Изменить размер шрифта - +
Он стоял бледный, с круглыми то ли от ужаса, то ли удивления глазами.

    Полковник был премного доволен производимым эффектом, однако для полного удовольствия ему явно не хватало красивого завершения сцены и восторга зрителей. Я не смог оценить его актерские способности и не пал к ногам в театральном раскаянье. Сказал спокойно и уверенно, как будто предвидел именно такую встречу:

    -  Очень хорошо, что вы не спите. У нас к вам есть серьезный разговор.

    Прохоров, ожидавший определенной, задуманной им реакции, от неожиданности немного смешался и посмотрел на меня уже не таким, как раньше, гоголем.

    -  Я уже все знаю, господин студент! Вы не поняли, против кого решили бороться! Я предвидел и предусмотрел все ваши мысли еще до того, как они пришли в вашу пустую голову!

    Говоря о своих необыкновенных способностях, он распалялся и раздувался от гордости. Скорее всего, самооценка и самоуважение у него были необыкновенно высокие. Оспаривать или доказывать обратное было совершенно бесполезно. Подобные люди высшее счастье видят именно в пребывании в сладостном заблуждении на свой счет. Поэтому я сразу же перешел к сути:

    -  Меня интересует, почему вы приказал убить сына надзирателя Нестеренко?

    Теперь уже я несколько озадачил хозяина. Он ожидал совсем другого вопроса и разговора.

    -  Какого надзирателя? Какого сына? - вполне натурально удивился он. - Этого, что ли?

    Мы оба посмотрели на застывшего у дверей Нестеренко.

    -  Я впервые слышу такой нонсенс, - не совсем внятно по-русски сказал он. - Нестеренко у тебя, что, есть сын?

    -  Был, ваше высокоблагородие, его зарезал Жорка Самокат.

    -  Самокат? Какой Самокат? Это Николаев, что ли? А я тут при чем?

    -  По вашему приказу, - начал блефовать я, - убили сына этого человека. Мы хотим знать, за что?

    -  Вы городите чушь, господин студент. Никакого Нестеренку я не приказывал убивать! Я вообще никогда не знал такого человека, - твердо сказал Прохоров.

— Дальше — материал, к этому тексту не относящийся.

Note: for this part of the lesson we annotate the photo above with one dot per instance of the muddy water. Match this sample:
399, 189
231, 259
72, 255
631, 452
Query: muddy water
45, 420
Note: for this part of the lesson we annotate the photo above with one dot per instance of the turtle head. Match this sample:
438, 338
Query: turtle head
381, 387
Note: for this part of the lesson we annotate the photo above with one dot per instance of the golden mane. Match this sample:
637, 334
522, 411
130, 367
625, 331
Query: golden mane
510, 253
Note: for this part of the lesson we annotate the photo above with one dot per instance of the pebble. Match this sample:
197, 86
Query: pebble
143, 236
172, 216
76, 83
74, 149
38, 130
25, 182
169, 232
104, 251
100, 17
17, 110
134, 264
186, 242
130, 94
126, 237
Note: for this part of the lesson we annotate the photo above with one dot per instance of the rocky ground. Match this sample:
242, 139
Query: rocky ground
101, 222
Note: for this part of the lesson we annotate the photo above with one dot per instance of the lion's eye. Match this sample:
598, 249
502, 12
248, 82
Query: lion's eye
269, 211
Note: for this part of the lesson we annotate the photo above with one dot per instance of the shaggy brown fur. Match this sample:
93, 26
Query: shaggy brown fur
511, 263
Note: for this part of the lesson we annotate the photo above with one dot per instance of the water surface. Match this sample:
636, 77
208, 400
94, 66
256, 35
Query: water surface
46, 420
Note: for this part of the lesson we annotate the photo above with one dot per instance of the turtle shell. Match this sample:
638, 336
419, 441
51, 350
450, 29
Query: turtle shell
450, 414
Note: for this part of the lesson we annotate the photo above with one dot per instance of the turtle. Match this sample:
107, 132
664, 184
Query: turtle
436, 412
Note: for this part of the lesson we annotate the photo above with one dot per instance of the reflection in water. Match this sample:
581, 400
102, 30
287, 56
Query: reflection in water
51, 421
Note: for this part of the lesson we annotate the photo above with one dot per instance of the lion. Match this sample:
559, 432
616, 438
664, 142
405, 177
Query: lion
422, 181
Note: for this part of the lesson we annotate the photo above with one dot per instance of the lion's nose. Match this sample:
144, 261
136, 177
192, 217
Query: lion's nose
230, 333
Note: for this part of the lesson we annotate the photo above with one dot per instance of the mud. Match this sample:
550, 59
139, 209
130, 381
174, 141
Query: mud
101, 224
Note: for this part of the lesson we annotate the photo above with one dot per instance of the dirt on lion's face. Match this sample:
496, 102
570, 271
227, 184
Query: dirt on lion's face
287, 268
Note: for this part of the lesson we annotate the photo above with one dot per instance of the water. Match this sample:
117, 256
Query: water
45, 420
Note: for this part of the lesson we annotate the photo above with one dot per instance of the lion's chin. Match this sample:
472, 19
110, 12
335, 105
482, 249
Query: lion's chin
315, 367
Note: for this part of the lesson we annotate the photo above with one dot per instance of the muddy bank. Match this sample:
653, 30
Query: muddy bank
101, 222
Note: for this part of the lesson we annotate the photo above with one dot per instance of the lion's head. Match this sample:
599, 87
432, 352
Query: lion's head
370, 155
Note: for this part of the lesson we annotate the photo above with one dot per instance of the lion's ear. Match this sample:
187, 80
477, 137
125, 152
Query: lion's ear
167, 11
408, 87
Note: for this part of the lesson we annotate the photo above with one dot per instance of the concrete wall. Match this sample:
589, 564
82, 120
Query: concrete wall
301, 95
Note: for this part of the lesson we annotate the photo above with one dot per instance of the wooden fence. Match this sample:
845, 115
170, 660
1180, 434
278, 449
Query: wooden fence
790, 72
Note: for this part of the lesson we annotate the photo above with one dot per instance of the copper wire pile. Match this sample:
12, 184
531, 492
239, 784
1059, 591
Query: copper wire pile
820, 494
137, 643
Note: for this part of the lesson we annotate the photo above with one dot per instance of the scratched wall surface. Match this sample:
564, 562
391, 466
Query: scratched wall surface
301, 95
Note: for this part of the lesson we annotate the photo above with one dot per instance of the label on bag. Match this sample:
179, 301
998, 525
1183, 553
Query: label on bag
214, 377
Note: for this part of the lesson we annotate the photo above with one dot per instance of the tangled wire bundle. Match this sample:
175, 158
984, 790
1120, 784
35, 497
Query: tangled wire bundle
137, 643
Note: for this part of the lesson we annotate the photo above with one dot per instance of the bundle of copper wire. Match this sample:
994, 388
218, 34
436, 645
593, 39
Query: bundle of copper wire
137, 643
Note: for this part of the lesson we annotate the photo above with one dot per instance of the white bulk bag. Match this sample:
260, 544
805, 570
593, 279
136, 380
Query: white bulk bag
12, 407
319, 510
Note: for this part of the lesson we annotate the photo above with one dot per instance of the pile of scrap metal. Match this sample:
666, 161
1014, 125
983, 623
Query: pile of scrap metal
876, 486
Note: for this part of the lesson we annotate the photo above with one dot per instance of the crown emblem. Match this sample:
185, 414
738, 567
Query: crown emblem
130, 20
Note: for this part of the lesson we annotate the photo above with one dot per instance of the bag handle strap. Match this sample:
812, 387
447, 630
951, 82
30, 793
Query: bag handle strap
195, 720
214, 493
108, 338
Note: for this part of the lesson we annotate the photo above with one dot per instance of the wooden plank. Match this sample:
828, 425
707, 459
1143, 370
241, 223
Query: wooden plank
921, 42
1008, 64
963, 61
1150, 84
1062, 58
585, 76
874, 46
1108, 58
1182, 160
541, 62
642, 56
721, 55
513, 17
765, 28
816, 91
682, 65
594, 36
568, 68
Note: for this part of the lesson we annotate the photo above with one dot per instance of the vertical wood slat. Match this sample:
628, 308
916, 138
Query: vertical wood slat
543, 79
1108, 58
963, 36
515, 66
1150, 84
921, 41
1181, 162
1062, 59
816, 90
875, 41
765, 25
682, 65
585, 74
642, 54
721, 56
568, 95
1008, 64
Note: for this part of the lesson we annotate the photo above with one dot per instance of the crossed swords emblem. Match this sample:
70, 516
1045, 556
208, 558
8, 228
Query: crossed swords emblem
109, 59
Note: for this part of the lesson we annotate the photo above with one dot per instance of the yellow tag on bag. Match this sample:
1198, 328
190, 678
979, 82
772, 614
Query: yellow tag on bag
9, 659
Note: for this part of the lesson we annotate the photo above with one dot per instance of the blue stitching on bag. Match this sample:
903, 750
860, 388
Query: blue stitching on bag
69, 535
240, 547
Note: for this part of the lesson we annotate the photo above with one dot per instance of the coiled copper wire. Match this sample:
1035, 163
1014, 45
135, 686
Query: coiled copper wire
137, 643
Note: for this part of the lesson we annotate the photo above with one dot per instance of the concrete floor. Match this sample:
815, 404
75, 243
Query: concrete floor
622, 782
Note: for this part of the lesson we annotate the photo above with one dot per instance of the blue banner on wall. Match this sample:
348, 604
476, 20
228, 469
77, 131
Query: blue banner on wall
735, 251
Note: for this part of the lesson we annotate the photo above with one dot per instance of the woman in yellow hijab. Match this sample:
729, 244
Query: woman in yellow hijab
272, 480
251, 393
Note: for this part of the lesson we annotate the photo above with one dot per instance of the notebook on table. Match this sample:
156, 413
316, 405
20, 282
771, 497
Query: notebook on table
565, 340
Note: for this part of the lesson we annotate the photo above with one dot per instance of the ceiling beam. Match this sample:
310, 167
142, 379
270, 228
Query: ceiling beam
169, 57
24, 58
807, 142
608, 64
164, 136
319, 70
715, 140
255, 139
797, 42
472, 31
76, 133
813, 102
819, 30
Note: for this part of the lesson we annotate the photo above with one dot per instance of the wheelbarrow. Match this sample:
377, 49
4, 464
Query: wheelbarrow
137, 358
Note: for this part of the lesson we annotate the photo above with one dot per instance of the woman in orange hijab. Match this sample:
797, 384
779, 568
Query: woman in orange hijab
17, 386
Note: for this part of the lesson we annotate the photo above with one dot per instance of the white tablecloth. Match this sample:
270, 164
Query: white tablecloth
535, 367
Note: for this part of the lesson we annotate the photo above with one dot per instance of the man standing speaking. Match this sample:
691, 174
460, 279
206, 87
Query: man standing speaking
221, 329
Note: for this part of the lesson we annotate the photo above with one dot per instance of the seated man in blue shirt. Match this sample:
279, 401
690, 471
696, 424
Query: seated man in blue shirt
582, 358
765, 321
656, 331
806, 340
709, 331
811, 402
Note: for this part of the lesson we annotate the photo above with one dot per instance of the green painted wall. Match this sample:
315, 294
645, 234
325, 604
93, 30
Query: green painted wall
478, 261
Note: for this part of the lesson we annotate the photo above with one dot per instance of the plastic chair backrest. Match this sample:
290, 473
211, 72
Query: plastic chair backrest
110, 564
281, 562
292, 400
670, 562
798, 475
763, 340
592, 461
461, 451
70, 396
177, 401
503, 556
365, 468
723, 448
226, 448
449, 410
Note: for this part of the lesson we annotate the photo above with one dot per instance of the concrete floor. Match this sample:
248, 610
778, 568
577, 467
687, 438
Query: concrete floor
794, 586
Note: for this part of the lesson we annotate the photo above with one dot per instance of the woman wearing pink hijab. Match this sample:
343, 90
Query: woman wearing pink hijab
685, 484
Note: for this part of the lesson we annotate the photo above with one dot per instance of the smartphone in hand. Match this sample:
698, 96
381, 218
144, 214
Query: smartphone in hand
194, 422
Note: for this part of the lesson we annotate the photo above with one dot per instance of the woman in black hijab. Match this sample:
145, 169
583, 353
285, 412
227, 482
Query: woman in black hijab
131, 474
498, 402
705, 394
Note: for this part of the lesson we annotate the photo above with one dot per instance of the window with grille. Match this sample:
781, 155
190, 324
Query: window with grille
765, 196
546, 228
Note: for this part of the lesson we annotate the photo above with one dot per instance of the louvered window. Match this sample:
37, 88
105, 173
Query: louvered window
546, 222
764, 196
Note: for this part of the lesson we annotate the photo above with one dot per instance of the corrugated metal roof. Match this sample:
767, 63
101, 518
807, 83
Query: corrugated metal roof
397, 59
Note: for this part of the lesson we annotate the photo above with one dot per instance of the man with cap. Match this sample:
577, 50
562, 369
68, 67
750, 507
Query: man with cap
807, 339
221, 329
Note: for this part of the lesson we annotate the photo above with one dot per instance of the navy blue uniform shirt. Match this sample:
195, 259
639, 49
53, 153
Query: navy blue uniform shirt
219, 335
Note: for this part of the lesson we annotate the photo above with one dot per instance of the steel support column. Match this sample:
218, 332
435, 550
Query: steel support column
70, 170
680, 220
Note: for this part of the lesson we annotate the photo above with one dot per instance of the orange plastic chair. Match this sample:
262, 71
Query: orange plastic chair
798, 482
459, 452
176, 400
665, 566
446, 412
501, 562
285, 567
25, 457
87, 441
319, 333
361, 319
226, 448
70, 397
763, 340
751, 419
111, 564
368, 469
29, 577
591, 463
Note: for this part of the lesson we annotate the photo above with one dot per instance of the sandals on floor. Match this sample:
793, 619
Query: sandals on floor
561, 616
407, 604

    -  Сына моего, Ваню, в Бутырке, в камере Самокат зарезал, - медленно, как-то мучительно выговаривая слова, проговорил надзиратель, - а звали его, верно, не Нестеренко, фамилия у него была совсем другая, наша природная, Плотниковы. Иван Трофимович Плотников, студент Императорского московского технического училища. Помните такого, ваше высокоблагородие?

    -  Плотников, - повторил за ним полковник, - Плотников… это когда было?

    -  Позапрошлым летом.

    -  Нет, не помню. Столько людей. Всех не упомнишь. Он что, студентом был, как и вы, господин калужский мещанин Синицын? - спросил уже меня Прохоров.

    Я кивнул. Теперь мы стояли, образовывая как бы равносторонний треугольник. У двери, ближе к окну, надзиратель, у противоположной стены полковник с направленным на меня наганом, и я посередине комнаты.

    -  Ну, что ж, тогда невелика потеря. Не лезь со свиным рылом в калашный ряд, и никто тебя не тронет. Родился крестьянином, будь крестьянином, мещанином - торгуй, занимайся ремеслом. А вы, господа новые русские, все норовите чужое ухватить. Господь лучше знал, кому кем родиться, а вы восстаете против его промысла, а потом еще обижаетесь, что вас режут и вешают!

    Полковник говорил почти вдохновенно, так, как будто выступал на государственном совете.

    -  Есть в человечестве, - горячо заговорил он, размахивая в такт своим словам наганом, - натуральная сила инерции, имеющая великое значение… Сила эта, безусловно, необходима для благосостояния общества.